While emotion has always been key to branding, it may be getting even more important: A study on the massive Millennial consumer generation (currently ages 18-34) shows that Millennials identify with brands more personally and emotionally than do older generations, with 50 percent agreeing that brands represent their values and where they fit in.

Great emotional branding doesn’t directly sell products--it sells feelings. The goal is to generate a feeling for potential customers or clients to associate with your brand and then make sure you’re representing it across all your marketing channels—including both online and offline ads, in your social media, and in your website content.
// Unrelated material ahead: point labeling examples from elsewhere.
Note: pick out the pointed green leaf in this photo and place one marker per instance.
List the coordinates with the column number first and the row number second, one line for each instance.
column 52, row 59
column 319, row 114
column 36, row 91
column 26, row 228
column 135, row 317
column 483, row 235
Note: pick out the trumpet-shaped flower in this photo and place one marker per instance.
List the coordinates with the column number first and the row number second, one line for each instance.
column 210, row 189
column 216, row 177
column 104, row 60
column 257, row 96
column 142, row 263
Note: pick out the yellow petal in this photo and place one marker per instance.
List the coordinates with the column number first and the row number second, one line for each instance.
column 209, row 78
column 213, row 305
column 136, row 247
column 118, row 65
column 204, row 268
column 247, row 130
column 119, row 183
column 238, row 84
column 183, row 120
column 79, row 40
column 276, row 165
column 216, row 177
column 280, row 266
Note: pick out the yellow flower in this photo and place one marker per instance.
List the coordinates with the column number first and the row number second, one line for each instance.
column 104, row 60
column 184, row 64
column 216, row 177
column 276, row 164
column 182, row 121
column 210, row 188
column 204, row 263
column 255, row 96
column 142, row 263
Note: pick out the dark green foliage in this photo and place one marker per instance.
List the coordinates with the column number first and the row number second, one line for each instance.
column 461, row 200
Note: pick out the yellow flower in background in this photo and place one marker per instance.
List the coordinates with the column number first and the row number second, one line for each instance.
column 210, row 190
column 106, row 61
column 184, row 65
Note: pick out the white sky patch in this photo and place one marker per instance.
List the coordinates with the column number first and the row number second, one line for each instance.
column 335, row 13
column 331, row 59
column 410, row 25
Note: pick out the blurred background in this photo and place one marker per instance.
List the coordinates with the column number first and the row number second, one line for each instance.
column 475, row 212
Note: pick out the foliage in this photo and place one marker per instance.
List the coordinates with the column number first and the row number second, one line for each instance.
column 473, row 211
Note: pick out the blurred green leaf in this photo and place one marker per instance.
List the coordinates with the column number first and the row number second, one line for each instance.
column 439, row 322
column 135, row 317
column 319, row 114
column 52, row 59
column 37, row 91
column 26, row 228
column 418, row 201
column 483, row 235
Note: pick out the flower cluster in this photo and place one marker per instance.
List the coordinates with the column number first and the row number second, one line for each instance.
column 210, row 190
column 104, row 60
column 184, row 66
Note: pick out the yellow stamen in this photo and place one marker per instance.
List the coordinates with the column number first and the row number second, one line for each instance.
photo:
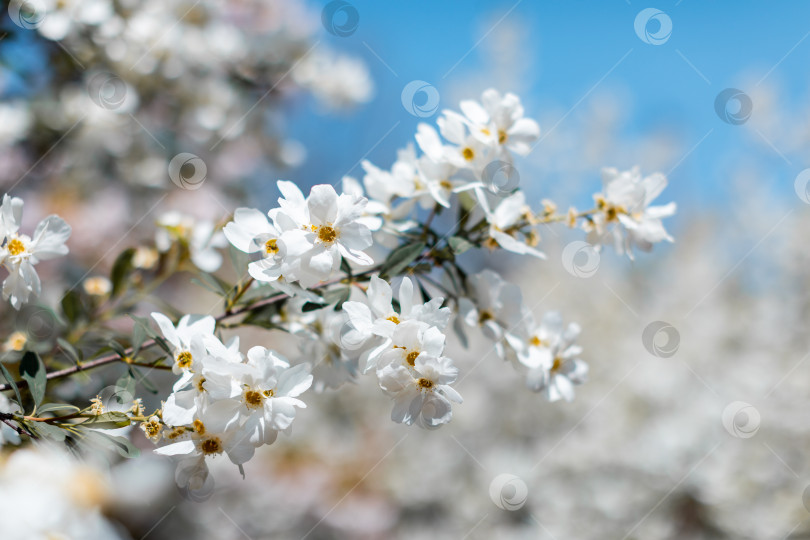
column 15, row 247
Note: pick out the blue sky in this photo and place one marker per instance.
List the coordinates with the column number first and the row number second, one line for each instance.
column 573, row 45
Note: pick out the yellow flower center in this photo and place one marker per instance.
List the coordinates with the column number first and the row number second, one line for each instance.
column 184, row 359
column 151, row 428
column 271, row 247
column 15, row 247
column 211, row 446
column 253, row 399
column 426, row 384
column 327, row 234
column 16, row 342
column 536, row 342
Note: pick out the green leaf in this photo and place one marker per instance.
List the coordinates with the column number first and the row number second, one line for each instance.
column 72, row 306
column 459, row 245
column 121, row 269
column 71, row 351
column 118, row 348
column 10, row 381
column 458, row 328
column 138, row 337
column 164, row 345
column 50, row 407
column 97, row 439
column 144, row 324
column 44, row 430
column 33, row 372
column 142, row 379
column 125, row 383
column 108, row 420
column 401, row 257
column 312, row 306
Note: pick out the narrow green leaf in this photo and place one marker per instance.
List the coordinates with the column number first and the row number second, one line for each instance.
column 33, row 372
column 12, row 383
column 97, row 439
column 138, row 337
column 311, row 306
column 45, row 430
column 118, row 348
column 108, row 420
column 458, row 244
column 72, row 306
column 144, row 324
column 70, row 351
column 143, row 380
column 51, row 407
column 121, row 269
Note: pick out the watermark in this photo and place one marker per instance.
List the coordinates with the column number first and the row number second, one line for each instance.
column 27, row 14
column 340, row 18
column 187, row 171
column 508, row 492
column 107, row 90
column 653, row 26
column 420, row 98
column 733, row 106
column 802, row 186
column 661, row 339
column 741, row 419
column 580, row 259
column 500, row 177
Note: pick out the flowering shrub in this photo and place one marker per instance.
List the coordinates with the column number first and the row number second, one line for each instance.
column 324, row 266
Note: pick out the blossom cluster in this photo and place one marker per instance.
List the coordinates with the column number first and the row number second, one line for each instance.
column 324, row 268
column 223, row 402
column 19, row 252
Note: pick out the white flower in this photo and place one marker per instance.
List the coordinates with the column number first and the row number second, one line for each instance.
column 506, row 223
column 492, row 305
column 378, row 318
column 332, row 227
column 549, row 353
column 625, row 218
column 322, row 344
column 200, row 236
column 251, row 232
column 498, row 122
column 214, row 431
column 267, row 392
column 422, row 394
column 20, row 252
column 187, row 340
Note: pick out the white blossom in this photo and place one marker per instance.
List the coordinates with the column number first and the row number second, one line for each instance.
column 625, row 217
column 20, row 252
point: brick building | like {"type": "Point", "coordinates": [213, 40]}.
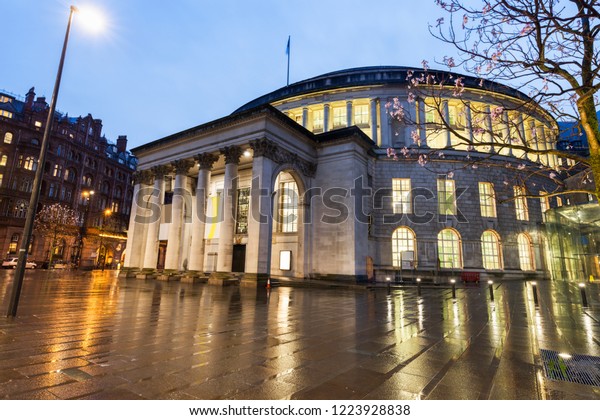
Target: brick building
{"type": "Point", "coordinates": [83, 171]}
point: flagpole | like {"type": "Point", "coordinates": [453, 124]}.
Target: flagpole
{"type": "Point", "coordinates": [288, 53]}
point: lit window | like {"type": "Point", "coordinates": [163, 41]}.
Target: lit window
{"type": "Point", "coordinates": [446, 196]}
{"type": "Point", "coordinates": [318, 119]}
{"type": "Point", "coordinates": [526, 261]}
{"type": "Point", "coordinates": [361, 115]}
{"type": "Point", "coordinates": [20, 209]}
{"type": "Point", "coordinates": [491, 251]}
{"type": "Point", "coordinates": [521, 208]}
{"type": "Point", "coordinates": [403, 246]}
{"type": "Point", "coordinates": [288, 207]}
{"type": "Point", "coordinates": [57, 170]}
{"type": "Point", "coordinates": [339, 117]}
{"type": "Point", "coordinates": [29, 163]}
{"type": "Point", "coordinates": [449, 249]}
{"type": "Point", "coordinates": [487, 199]}
{"type": "Point", "coordinates": [401, 195]}
{"type": "Point", "coordinates": [14, 243]}
{"type": "Point", "coordinates": [544, 204]}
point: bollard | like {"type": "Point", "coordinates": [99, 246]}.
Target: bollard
{"type": "Point", "coordinates": [583, 296]}
{"type": "Point", "coordinates": [534, 287]}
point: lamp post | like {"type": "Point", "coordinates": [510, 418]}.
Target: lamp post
{"type": "Point", "coordinates": [37, 182]}
{"type": "Point", "coordinates": [106, 214]}
{"type": "Point", "coordinates": [87, 196]}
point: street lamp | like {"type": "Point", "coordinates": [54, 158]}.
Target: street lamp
{"type": "Point", "coordinates": [37, 182]}
{"type": "Point", "coordinates": [101, 254]}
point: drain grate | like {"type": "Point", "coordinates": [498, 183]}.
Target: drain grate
{"type": "Point", "coordinates": [577, 368]}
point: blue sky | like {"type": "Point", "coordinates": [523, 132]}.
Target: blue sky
{"type": "Point", "coordinates": [160, 67]}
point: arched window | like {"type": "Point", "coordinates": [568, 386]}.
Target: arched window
{"type": "Point", "coordinates": [14, 243]}
{"type": "Point", "coordinates": [491, 253]}
{"type": "Point", "coordinates": [449, 249]}
{"type": "Point", "coordinates": [403, 246]}
{"type": "Point", "coordinates": [20, 209]}
{"type": "Point", "coordinates": [526, 260]}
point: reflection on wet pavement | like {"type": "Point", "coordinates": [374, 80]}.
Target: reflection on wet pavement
{"type": "Point", "coordinates": [91, 335]}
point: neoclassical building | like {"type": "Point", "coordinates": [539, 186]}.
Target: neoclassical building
{"type": "Point", "coordinates": [361, 174]}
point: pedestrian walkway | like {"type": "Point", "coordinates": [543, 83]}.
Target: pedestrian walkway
{"type": "Point", "coordinates": [94, 336]}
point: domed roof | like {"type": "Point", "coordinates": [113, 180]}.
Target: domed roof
{"type": "Point", "coordinates": [369, 76]}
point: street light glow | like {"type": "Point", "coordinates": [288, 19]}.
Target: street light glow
{"type": "Point", "coordinates": [91, 19]}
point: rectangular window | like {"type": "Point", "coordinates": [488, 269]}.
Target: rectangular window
{"type": "Point", "coordinates": [243, 206]}
{"type": "Point", "coordinates": [318, 119]}
{"type": "Point", "coordinates": [521, 208]}
{"type": "Point", "coordinates": [401, 195]}
{"type": "Point", "coordinates": [487, 199]}
{"type": "Point", "coordinates": [446, 196]}
{"type": "Point", "coordinates": [361, 115]}
{"type": "Point", "coordinates": [288, 207]}
{"type": "Point", "coordinates": [339, 117]}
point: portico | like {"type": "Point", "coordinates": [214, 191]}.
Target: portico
{"type": "Point", "coordinates": [231, 201]}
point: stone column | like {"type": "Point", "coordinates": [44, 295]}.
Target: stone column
{"type": "Point", "coordinates": [373, 103]}
{"type": "Point", "coordinates": [154, 213]}
{"type": "Point", "coordinates": [469, 122]}
{"type": "Point", "coordinates": [136, 234]}
{"type": "Point", "coordinates": [506, 130]}
{"type": "Point", "coordinates": [446, 116]}
{"type": "Point", "coordinates": [225, 249]}
{"type": "Point", "coordinates": [173, 253]}
{"type": "Point", "coordinates": [348, 113]}
{"type": "Point", "coordinates": [260, 221]}
{"type": "Point", "coordinates": [386, 125]}
{"type": "Point", "coordinates": [489, 127]}
{"type": "Point", "coordinates": [421, 123]}
{"type": "Point", "coordinates": [305, 117]}
{"type": "Point", "coordinates": [205, 163]}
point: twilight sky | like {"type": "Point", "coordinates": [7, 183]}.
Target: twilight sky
{"type": "Point", "coordinates": [160, 67]}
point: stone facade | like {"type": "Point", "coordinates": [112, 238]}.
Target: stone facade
{"type": "Point", "coordinates": [310, 192]}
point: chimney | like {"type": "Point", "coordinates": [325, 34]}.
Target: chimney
{"type": "Point", "coordinates": [122, 144]}
{"type": "Point", "coordinates": [29, 99]}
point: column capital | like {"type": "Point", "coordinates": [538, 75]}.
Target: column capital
{"type": "Point", "coordinates": [142, 177]}
{"type": "Point", "coordinates": [206, 160]}
{"type": "Point", "coordinates": [160, 170]}
{"type": "Point", "coordinates": [182, 166]}
{"type": "Point", "coordinates": [264, 147]}
{"type": "Point", "coordinates": [232, 154]}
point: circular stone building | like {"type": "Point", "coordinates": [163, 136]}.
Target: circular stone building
{"type": "Point", "coordinates": [364, 174]}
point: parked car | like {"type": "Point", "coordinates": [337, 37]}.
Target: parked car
{"type": "Point", "coordinates": [12, 263]}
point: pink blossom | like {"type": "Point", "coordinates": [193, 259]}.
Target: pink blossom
{"type": "Point", "coordinates": [526, 29]}
{"type": "Point", "coordinates": [449, 61]}
{"type": "Point", "coordinates": [497, 112]}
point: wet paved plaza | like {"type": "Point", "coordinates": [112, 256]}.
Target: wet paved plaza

Here are some of the most effective emotions you might use in branding your small business:

A feeling of community.

As a small business owner, one of the advantages you have over the big guys is your story as an entrepreneur. Consumers want to feel good about their purchases, and contributing to a local small business promotes a feeling of contributing to the community. To build community into your brand, make sure you include an “About Us” or “Our Story” page on your website, and share photos and tidbits about you and your employees. Get involved in your community by participating in local charity organizations and having a presence at local community events.

A feeling of family.

Tapping into the human desire for family or feelings of love and gratitude can attract customers to your brand. How does your business help families get closer, have more time to spend together, or get more out of their relationships? Is it a place where people without families can create their own families of friends? Does your business make customers feel like family?

Feeling cared for.

Everyone wants to feel valued and important. As a small business owner, you built your business on your reputation for caring about each customer or client. Keep this feeling part of your brand as your business grows by instilling the same culture in your employees. Create customer service standards that show you and your employees care about the customer experience. Your brand can also evoke feelings that customers are caring for themselves—for example, a spa or fitness center attracts customers who want to take care of their bodies and spirits.

Feelings of status.

Like it or not, most of us have some desire to display our power, dominance, or status, whether by buying the hottest designer handbag or displaying the latest electronic gadget. However, there are all types of status—from the label-conscious consumer who only wants the costliest of everything, to the hipster whose status hinges on finding products or places no one else knows about and being “in the know” before the crowd catches on. A brand that evokes emotions of pride and achievement can be very successful in attracting customers. 

Feelings of security.

Fear is another powerful motivator and can be anything from fear of social embarrassment to fear of identity theft or terrorism. Identifying your brand with security, thus implying that using your product or service can ease customers’ fears, can be a powerful tool. This emotion can work for all types of brands—from mouthwash and deodorant to home security systems or financial services.

What emotions does your business evoke, and how can you use them in developing your brand?